Arsenio Centeno, el enfermero de Cona Niyeu que resultó
víctima de la explosión de un tubo de gas cuando se desempeñaba en la vivienda
en la que funcionaba provisoriamente el centro de salud del paraje, contó cómo
fue esa dramática experiencia y cómo se recupera actualmente en el Sanatorio
Güemes de Capital Federal.
Centeno destacó la atención del personal, donde consideró
que todo fue excelente y pudo estar muy bien atendido. “Ya estamos retornando a
Viedma para seguir el tratamiento, donde me puedan ver oftalmólogos, cirujanos
plásticos, porque tengo quemaduras en las manos, en la cara y pérdida de visión.
Todavía no tengo diagnóstico sobre las secuelas que me van a quedar”, aseguró.
En cuanto al día de la explosión dijo que su tarea depende
del Hospital de Sierra Grande que tiene varios CAPS para cubrir. “El centro de
Salud de Cona Niyeu viene hace muchos años con falencias, se están cuarteando
las paredes y levantando el piso por lo que desde Salud y Comisiones de Fomento se decidió arreglar el
edificio.
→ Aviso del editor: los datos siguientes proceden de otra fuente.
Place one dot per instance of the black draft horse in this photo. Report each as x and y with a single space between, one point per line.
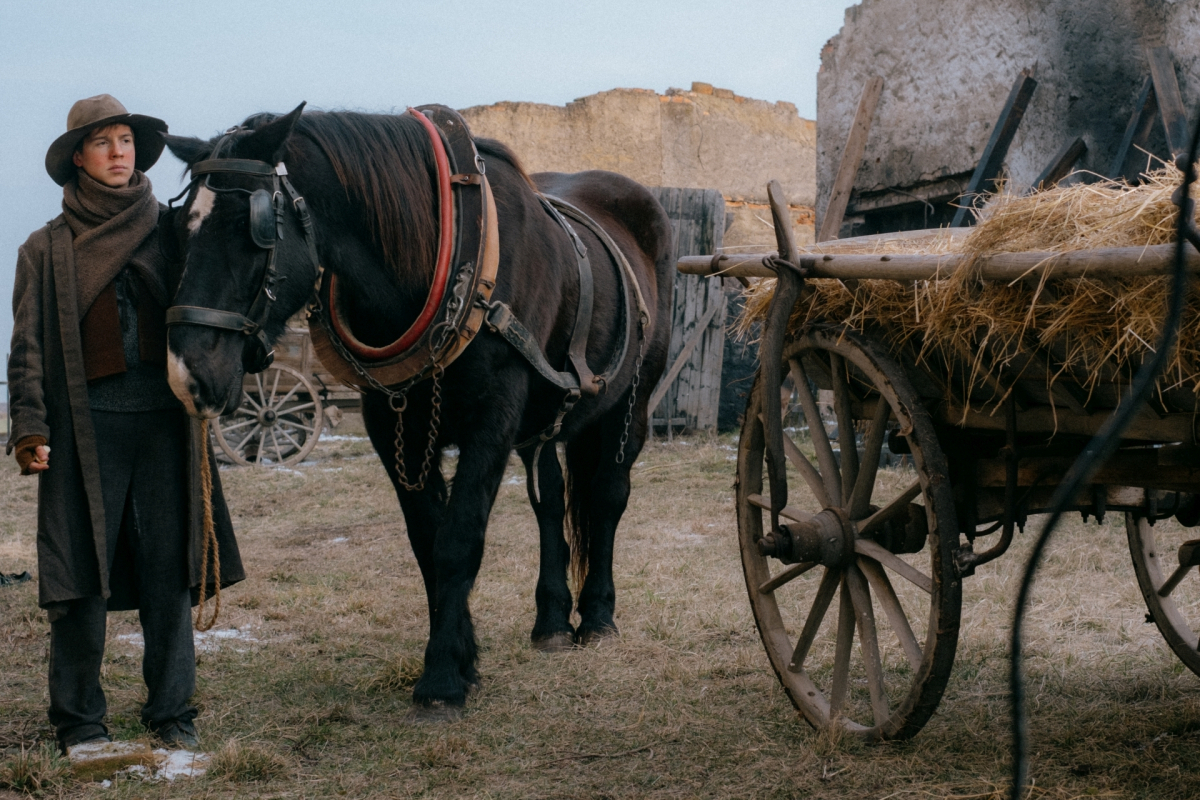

Antes de que empiecen nos consiguieron la vivienda del docente, pero no tenía gas,
estaba clausurado. Sólo funcionaba con gas envasado”, explicó.
Por ello, “nos trajeron dos caloventores pero no dan abasto,
es mucho el frio, la helada, la nieve. Así que nos trajeron un tubo grande. Ese
día salí del trabajo, fui a mi casa a comer y después pensaba que tenía que
hacer algo, por eso me vine a cambiar el tubo”.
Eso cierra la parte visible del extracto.